Ayant passé quelques années à Bordeaux, je connaissais de nom ce collectif et j'avais déjà déposé un petit témoignage sur ce site en janvier dernier, ce que je refais aujourd'hui même si cette expérience n'a pas grand chose à voir avec ce que d'autres ont pu prendre dans la gueule de la part des schmitts :
31 décembre 2010 à Paris, je déambule avec ma copine dans différents quartiers de Paris. Quelques heures aprés minuit, on se retrouve dans une rue perpendiculaire aux Champs Elysées et là on voit une dizaine de CRS (compagnie B 1 dans mes souvenirs)  autour d'un jeune maghrébin ventre à terre. L'un des CRS fixe fiérement ses crampons dans le dos du jeune qui a déjà la tête au sol et les bracelets au poignets...Au bout de quelques minutes à regarder évolué l'affaire qui n'évoluait pas, je m'approche pour demander au pandore si il pense un jour laisser respirer le gars qu'il a sous le pied et pour rappeler au passage que les CRS ne sont pas là pour rendre la justice.

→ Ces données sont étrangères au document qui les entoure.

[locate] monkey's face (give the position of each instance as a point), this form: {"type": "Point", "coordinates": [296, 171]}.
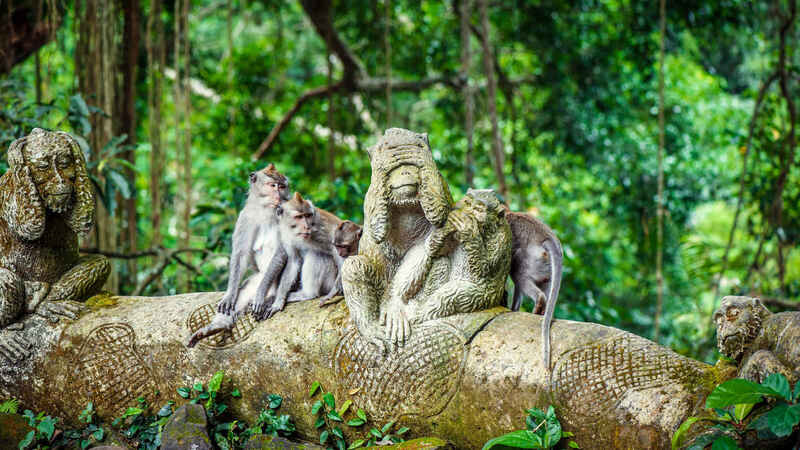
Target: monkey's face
{"type": "Point", "coordinates": [738, 322]}
{"type": "Point", "coordinates": [272, 190]}
{"type": "Point", "coordinates": [404, 183]}
{"type": "Point", "coordinates": [53, 169]}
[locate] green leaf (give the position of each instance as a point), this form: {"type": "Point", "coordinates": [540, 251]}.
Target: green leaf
{"type": "Point", "coordinates": [741, 410]}
{"type": "Point", "coordinates": [329, 400]}
{"type": "Point", "coordinates": [47, 426]}
{"type": "Point", "coordinates": [516, 439]}
{"type": "Point", "coordinates": [782, 418]}
{"type": "Point", "coordinates": [275, 401]}
{"type": "Point", "coordinates": [357, 444]}
{"type": "Point", "coordinates": [677, 438]}
{"type": "Point", "coordinates": [357, 422]}
{"type": "Point", "coordinates": [736, 391]}
{"type": "Point", "coordinates": [215, 382]}
{"type": "Point", "coordinates": [344, 407]}
{"type": "Point", "coordinates": [778, 383]}
{"type": "Point", "coordinates": [25, 443]}
{"type": "Point", "coordinates": [724, 443]}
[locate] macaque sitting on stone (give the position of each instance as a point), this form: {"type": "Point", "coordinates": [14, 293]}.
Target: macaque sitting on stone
{"type": "Point", "coordinates": [255, 243]}
{"type": "Point", "coordinates": [761, 342]}
{"type": "Point", "coordinates": [307, 254]}
{"type": "Point", "coordinates": [46, 203]}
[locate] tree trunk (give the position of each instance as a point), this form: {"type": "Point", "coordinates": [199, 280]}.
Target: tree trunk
{"type": "Point", "coordinates": [464, 12]}
{"type": "Point", "coordinates": [491, 101]}
{"type": "Point", "coordinates": [465, 378]}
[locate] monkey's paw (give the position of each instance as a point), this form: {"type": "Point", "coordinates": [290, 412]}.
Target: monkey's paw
{"type": "Point", "coordinates": [53, 311]}
{"type": "Point", "coordinates": [15, 348]}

Il me dit d'me casser, me fait danser et finit par perdre patience de me voir rester là à ameuter les passants : il décide donc une charge plus lourde, et avec ce qu'ils ont sur le dos et la hargne qui va avec ça fait un beau tampon  qui m'envoie me ramasser une dizaine de mètres en arrière. Sur le coup je ne fais que récupérer le souffle que ça m'avait coupé et me poser sur le banc à regarder ce fils de pute. Au bout d'une heure que le jeune est toujours à terre et qu'il ne se passe rien, ils gagnent : ma copine et moi on se casse.

Le lendemain j'me réveille le poignet en feu : un médecin de l'hôpital me dit que le scaphoïde est pété. C'est parti pour 6 mois (plâtre, opération pour poser des vis,...) de consolidation pour un résultat partiel.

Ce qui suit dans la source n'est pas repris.